22. A method according to claim 20 or 21 which comprises the further steps of: exposing said coalesced composite article-building block sequences to conditions wherein said building block sequence is released from said initial building block, and separating said building block sequences from said composite articles.

23. A method according to any of claims 7 to 22 wherein said polymer whiskers are selected from the group consisting of N-isopropyl acrylamide and acrylamide; polyethylene glycol, di-acrylate and hydroxyethylmethacrylate; octyl/decyl acrylate; acrylated aromatic and urethane oligomers; vinylsilicones and silicone acrylate; polypropylene glycols, polyvinylmethyl ether; polyvinylethyl ether; polyvinyl alcohol; polyvinyl acetate; polyvinyl pyrrolidone; polyhydroxypropyl acrylate; ethylene, acrylate and methylmethacrylate; nonyl phenol; cellulose; methyl cellulose; hydroxyethyl cellulose; hydroxypropyl methyl cellulose; hydroxypropyl cellulose; ethyl hydroxyethyl cellulose; hydrophobically-modified cellulose; dextran; hydrophobically- modified dextran; agarose; low-gelling-temperature agarose; and copolymers thereof.

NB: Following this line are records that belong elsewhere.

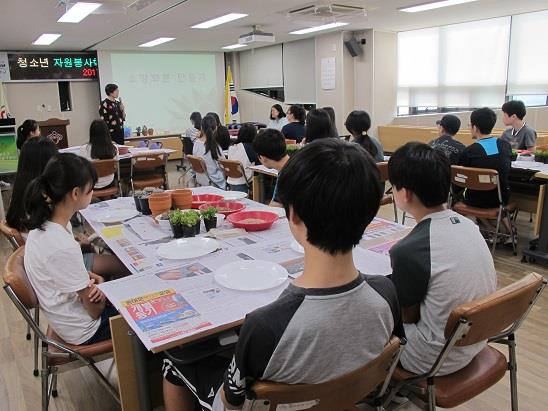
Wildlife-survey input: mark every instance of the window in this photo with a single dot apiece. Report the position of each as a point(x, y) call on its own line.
point(438, 67)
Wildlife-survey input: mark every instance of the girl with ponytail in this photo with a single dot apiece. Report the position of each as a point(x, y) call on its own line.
point(208, 148)
point(358, 124)
point(66, 291)
point(28, 129)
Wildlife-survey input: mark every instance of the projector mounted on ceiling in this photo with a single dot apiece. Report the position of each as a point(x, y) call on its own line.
point(256, 36)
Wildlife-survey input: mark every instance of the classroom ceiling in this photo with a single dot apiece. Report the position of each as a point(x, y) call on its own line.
point(116, 27)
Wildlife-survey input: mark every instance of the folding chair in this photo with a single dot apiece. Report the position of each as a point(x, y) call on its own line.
point(105, 168)
point(234, 169)
point(339, 394)
point(149, 170)
point(483, 179)
point(199, 166)
point(388, 197)
point(57, 356)
point(494, 318)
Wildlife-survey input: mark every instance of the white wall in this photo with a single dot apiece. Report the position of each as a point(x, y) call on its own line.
point(24, 98)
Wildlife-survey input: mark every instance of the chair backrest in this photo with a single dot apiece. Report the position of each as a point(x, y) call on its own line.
point(148, 161)
point(197, 164)
point(232, 168)
point(336, 395)
point(105, 168)
point(383, 170)
point(14, 237)
point(16, 278)
point(481, 179)
point(497, 314)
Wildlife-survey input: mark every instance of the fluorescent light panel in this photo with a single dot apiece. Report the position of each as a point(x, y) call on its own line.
point(219, 20)
point(46, 39)
point(159, 40)
point(234, 46)
point(79, 12)
point(434, 5)
point(318, 28)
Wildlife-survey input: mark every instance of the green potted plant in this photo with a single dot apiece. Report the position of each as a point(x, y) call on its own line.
point(190, 220)
point(514, 155)
point(209, 215)
point(175, 223)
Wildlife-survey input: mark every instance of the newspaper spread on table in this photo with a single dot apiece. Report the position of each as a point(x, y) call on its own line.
point(167, 300)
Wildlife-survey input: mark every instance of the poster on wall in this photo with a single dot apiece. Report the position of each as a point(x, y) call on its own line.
point(52, 66)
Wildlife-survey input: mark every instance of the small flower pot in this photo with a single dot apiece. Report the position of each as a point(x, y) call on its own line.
point(177, 230)
point(189, 231)
point(210, 223)
point(145, 209)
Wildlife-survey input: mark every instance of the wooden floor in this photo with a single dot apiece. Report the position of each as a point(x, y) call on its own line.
point(79, 391)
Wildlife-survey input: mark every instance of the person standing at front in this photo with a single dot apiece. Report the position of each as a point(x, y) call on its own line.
point(112, 111)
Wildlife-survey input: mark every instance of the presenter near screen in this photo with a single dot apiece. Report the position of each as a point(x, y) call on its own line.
point(112, 111)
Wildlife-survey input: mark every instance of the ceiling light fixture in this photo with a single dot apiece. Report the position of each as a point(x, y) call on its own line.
point(159, 40)
point(219, 20)
point(78, 12)
point(234, 46)
point(318, 28)
point(46, 39)
point(433, 5)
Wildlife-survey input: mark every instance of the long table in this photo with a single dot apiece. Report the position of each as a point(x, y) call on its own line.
point(209, 309)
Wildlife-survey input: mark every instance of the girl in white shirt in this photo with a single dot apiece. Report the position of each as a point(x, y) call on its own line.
point(242, 150)
point(277, 117)
point(67, 292)
point(100, 147)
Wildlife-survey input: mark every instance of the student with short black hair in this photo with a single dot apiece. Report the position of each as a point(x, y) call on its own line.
point(278, 118)
point(487, 152)
point(242, 150)
point(520, 135)
point(112, 111)
point(442, 263)
point(29, 129)
point(68, 294)
point(318, 125)
point(358, 124)
point(272, 151)
point(294, 130)
point(448, 126)
point(100, 147)
point(331, 304)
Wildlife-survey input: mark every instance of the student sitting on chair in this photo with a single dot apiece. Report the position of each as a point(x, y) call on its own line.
point(448, 126)
point(487, 152)
point(68, 294)
point(442, 263)
point(519, 135)
point(272, 151)
point(331, 306)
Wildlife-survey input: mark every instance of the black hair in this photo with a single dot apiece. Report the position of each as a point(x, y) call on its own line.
point(196, 119)
point(280, 110)
point(110, 88)
point(101, 141)
point(515, 107)
point(422, 170)
point(33, 158)
point(297, 112)
point(209, 126)
point(24, 130)
point(270, 143)
point(358, 124)
point(484, 119)
point(318, 125)
point(246, 133)
point(62, 174)
point(216, 117)
point(335, 203)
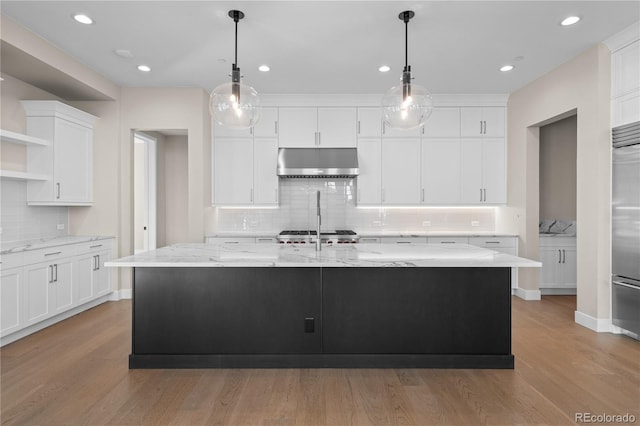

24. A composite article according to any of claims 4 to 6 wherein said changes in environmental conditions that cause said polymer whiskers to reversibly expand and contract are selected from the group consisting of temperature, pH, light, pressure, electric field strength, ionic strength and solvent composition.

25. A method according to any of claims 7 to 23 wherein said changes in environmental conditions that cause said polymer whiskers to reversibly expand and contract are selected from the group consisting of temperature, pH, light, pressure, electric field strength, ionic strength and solvent composition.